Il s’agit de souligner une réalité : pour les fortunes africaines, arabes ou russes, l’Europe est aujourd’hui un terrain miné où le droit devient politique et la justice géostratégique.
Un continent qui n’offre plus de garanties
Ce que redoute Bart De Wever n’est pas anodin : si l’Europe franchit la ligne consistant à réaffecter des biens gelés pour des raisons politiques, elle se condamne elle-même.

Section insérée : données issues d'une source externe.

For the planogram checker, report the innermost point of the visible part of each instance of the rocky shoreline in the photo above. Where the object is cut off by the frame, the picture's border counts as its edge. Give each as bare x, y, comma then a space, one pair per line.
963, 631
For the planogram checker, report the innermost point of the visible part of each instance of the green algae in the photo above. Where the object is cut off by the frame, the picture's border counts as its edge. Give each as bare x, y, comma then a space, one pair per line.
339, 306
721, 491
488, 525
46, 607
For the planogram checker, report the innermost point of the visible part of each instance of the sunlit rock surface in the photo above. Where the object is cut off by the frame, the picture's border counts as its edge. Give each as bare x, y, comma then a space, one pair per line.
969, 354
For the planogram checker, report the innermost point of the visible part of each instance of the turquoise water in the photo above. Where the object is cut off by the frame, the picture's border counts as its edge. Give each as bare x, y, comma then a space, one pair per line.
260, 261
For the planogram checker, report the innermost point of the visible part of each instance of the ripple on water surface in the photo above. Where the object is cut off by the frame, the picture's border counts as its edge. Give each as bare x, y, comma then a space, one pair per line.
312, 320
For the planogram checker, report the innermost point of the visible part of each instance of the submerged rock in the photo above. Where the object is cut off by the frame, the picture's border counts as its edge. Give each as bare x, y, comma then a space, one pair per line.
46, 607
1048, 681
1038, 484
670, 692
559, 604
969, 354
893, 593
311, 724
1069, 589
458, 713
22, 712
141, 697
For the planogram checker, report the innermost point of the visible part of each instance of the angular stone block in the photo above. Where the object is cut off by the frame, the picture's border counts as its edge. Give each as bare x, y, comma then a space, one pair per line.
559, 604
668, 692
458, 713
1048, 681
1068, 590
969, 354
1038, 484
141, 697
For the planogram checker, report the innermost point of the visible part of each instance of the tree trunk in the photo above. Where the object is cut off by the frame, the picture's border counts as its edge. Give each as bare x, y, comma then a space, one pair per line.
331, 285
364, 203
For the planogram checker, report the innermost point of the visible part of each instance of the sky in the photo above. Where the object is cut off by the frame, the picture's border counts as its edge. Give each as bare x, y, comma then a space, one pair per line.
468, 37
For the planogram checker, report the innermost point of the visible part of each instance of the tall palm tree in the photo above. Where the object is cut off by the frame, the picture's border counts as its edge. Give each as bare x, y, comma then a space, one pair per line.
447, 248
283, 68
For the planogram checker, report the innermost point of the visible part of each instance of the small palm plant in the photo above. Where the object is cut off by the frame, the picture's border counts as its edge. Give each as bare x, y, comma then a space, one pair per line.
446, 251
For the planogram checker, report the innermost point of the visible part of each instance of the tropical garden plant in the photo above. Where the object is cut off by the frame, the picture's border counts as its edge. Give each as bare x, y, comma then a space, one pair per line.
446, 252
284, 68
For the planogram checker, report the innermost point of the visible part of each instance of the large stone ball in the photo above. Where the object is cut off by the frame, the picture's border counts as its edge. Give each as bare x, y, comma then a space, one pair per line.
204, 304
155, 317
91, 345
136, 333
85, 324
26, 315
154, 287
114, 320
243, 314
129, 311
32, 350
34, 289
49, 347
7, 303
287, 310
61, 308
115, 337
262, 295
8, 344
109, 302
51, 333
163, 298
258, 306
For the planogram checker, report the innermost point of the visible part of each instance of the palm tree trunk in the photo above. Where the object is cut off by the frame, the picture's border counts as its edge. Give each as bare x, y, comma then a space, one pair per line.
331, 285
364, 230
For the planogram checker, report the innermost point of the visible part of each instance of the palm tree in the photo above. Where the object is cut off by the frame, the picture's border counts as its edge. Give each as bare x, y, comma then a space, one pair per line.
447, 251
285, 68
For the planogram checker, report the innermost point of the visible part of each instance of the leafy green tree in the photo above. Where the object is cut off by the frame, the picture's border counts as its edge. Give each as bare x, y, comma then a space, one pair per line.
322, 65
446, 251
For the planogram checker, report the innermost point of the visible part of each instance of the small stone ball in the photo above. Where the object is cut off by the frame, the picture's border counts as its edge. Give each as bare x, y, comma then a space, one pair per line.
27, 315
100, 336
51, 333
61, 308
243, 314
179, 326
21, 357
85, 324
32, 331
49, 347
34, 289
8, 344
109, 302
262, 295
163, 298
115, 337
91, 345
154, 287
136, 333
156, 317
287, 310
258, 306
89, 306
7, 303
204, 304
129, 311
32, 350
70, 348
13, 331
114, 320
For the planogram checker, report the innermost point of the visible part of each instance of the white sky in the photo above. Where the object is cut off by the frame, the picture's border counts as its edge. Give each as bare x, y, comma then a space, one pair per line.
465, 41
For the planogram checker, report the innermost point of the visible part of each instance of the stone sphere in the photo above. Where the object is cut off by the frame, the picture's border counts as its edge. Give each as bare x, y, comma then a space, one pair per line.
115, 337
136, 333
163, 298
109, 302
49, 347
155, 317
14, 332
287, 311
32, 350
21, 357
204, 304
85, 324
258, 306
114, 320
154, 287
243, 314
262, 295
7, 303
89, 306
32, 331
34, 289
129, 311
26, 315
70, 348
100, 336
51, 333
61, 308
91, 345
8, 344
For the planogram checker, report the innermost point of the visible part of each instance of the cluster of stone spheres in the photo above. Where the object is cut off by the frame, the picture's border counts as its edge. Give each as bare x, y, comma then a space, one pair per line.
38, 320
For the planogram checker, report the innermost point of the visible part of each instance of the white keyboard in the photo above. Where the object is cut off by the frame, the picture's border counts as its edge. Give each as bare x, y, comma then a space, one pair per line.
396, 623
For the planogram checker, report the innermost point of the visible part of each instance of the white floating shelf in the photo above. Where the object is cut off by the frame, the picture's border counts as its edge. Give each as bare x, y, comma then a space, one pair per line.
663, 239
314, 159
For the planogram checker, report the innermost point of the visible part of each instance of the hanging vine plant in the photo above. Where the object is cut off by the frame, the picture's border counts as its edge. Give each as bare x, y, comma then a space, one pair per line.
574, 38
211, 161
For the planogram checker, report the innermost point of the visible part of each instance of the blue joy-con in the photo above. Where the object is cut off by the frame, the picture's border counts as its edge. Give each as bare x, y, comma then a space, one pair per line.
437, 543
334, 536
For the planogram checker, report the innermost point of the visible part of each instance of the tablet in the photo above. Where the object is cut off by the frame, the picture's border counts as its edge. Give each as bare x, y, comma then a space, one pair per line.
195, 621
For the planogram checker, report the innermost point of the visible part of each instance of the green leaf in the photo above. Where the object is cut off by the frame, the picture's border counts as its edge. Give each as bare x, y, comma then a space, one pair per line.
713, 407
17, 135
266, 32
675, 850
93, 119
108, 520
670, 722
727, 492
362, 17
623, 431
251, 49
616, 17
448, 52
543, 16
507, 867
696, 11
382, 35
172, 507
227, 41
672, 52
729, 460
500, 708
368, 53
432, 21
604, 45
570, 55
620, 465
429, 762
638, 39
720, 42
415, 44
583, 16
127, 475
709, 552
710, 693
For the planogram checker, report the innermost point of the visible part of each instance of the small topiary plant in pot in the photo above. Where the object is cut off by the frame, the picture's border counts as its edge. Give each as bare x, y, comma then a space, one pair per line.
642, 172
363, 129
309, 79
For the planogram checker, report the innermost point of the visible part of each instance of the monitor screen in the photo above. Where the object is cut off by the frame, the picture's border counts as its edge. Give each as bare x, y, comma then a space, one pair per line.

Elle renonce à l’un de ses derniers atouts : la prédictibilité juridique, la clé de tout investissement étranger.
Car lorsqu’un continent peut du jour au lendemain décider qu’un actif étranger est saisissable pour convenance diplomatique, un message clair est envoyé au Sud global :
vos investissements ne sont plus en sécurité chez nous.
L’Europe qui donnait autrefois des leçons de gouvernance se retrouve désormais accusée, par certains de ses propres dirigeants, de « vol », de « racket institutionnel », voire d’instabilité juridique.
Aujourd’hui, l’Europe fragilise ses fondements, pousse les investisseurs à se tourner vers l’Asie ou le Golfe, et alimente une fracture profonde avec l’Afrique.
Mais la question essentielle demeure : un continent peut-il se permettre de devenir juge, partie et percepteur à la fois ?
Si l’Europe continue sur cette voie, elle ne perdra pas seulement des capitaux :
elle perdra ce qui faisait sa force — la confiance.